The Sican Network: partners

The Turin girl from America
with a passion
for “Sicilian-ness”

Laura Massoni has lived in Sicily for seven years
and runs
a tourism services company

A Turin native by birth, who grew up in the shadow of Lingotto during the most intense years of labor protests, Laura Massoni was nourished by “Sicilian-ness” even before she knew Sicily, where she now lives and runs her tourism services company, Pure Sicily in Sant’Angelo Muxaro, the lead partner in the Sicani Villages project.
“When I was a child,” she says, “in my neighborhood I was surrounded by ‘mandarins,’ as the Sicilians who lived in Turin were called then and whom I adored: I loved their way of being together, of experiencing family. Sicily was already in my heart, but it would be many years before I really got to know it. After graduation, I went to the United States to improve my English and study tourism. To support myself, I was working as an au pair with a very wealthy California family: two hours in the morning and two in the afternoon, complete with going out driving a Porsche to run errands at the time. The idea was to stay for a year, but instead I stayed in California for a quarter of a century. What happened was that I fell in love with a nice guy from San Diego and we started a family: today we have four children, the two youngest still in school.”
The idea of returning “home,” which used to peep out every now and then, became more and more present as time went on. And so, seven years ago, the change of course. “My husband and I,” says Laura Massoni, “decided to try living in Italy for a year. The biggest concerns were about the kids’ education and the climate: my better half, as a good Californian, had no intention of feeling too cold. So once we chose Sicily and identified an international school, we were off. Now we have been here for seven years, and the strange thing is that neither I nor he have any relatives on the island; you could say that we chose it on the wave of my adolescent fascination with that ‘Sicilian-ness’ made up of warmth and joie de vivre, which I used to breathe in the Lingotto neighborhood.”

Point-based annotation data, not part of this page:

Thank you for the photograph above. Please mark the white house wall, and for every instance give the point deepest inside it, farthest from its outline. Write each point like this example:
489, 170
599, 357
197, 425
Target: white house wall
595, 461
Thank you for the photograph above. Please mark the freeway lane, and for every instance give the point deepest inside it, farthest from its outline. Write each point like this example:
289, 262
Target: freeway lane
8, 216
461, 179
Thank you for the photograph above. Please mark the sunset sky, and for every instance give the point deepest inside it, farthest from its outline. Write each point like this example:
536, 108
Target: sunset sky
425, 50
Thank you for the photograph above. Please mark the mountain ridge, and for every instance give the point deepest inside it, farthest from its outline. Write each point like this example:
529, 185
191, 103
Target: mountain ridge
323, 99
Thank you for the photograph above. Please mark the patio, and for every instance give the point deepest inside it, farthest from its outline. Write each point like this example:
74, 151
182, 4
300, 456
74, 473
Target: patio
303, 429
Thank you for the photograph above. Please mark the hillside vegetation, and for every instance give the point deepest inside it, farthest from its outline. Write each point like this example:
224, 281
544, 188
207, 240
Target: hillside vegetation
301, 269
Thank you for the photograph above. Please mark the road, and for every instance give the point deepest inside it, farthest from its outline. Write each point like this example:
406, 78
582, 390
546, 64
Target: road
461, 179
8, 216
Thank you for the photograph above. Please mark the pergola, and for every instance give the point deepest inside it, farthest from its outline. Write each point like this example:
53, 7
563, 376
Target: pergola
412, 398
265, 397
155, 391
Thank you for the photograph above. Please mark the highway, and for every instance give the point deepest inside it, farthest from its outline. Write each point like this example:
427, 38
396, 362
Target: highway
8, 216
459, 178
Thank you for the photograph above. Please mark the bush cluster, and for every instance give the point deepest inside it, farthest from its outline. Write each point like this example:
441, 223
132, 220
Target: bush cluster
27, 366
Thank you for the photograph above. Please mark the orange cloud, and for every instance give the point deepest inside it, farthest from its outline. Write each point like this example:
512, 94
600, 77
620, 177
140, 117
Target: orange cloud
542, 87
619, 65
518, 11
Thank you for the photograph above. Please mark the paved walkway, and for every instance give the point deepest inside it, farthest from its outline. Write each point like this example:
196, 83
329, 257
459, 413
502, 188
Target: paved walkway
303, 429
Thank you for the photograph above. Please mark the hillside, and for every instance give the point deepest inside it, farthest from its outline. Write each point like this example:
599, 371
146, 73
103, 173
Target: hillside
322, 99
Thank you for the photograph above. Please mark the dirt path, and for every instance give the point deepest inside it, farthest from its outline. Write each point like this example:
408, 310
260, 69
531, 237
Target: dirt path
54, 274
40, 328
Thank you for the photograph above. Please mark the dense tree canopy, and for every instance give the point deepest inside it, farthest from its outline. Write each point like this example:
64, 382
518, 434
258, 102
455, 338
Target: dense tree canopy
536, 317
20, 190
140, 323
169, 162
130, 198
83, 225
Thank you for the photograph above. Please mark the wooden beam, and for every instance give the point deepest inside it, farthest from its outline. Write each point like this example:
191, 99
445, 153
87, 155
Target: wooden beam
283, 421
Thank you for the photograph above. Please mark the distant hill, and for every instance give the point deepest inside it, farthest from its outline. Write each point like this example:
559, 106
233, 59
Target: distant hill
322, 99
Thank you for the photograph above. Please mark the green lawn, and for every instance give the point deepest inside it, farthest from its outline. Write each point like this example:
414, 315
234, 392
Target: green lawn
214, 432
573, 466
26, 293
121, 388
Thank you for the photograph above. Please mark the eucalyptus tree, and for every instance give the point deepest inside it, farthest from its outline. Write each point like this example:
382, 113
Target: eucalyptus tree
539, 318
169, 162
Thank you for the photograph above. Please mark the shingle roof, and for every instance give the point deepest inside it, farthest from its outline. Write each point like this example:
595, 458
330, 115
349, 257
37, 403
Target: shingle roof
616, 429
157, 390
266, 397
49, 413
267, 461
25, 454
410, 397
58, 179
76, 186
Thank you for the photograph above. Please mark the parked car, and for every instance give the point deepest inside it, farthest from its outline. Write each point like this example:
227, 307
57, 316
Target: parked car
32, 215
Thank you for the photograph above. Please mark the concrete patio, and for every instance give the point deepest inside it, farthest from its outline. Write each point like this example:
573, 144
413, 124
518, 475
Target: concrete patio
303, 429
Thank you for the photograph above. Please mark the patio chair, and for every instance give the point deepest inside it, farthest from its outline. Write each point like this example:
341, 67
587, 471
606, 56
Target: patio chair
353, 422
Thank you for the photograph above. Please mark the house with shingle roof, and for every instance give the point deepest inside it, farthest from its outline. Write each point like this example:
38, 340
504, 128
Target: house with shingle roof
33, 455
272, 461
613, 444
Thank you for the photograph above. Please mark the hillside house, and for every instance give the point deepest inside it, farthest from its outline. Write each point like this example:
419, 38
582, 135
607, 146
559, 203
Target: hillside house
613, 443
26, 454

Thus was born Pure Sicily, which handles high-level international tourism, especially North American. “Those who decide to come to the Sicans,” says Massoni, ” are travelers, not hit-and-run tourists. These are people who really want to get to know the area, those who live there and the excellent products that are produced there. Wines, oil, cheeses, perhaps the fruit of the work of those returning Sicilians, who today carry on the family business in an innovative way and on the back of the experience gained abroad.”
After the success at the TTG Travel Experience in Rimini, where Sicani Villages attracted the attention of numerous tour operators from different countries around the world, the next important appointment for the Sicani Network project is at the 27th edition of the Mediterranean Tourism Exchange in Naples (March 14-16 at the Mostra d’Oltremare in Viale Kennedy). Three days in which a turnout of about twenty thousand professional visitors is expected; the last day, Saturday, March 16, will also be open to the public: one more opportunity to promote directly to potential customers vacation proposals for the upcoming Easter. In short, a good showcase for the Sicans.
“Connected to the fair in Naples,” says Laura Massoni, “there are four educationals, that is, four scouting trips of our territory by sector operators. The first, to be held in early March, is dedicated to the world of information: from Giuliana to the Andromeda Theater, to the Bovo Marina coast and Borgo Giallonardo… We will bring specialized journalists to the heart of the Sicans to introduce them to a precious and unusual Sicily; also involved in the Valley of the Temples in Agrigento is Casa Barbadoro. Great attention is paid to nature tourism: one of the four educationals is dedicated exclusively to equestrian tourism enthusiasts.”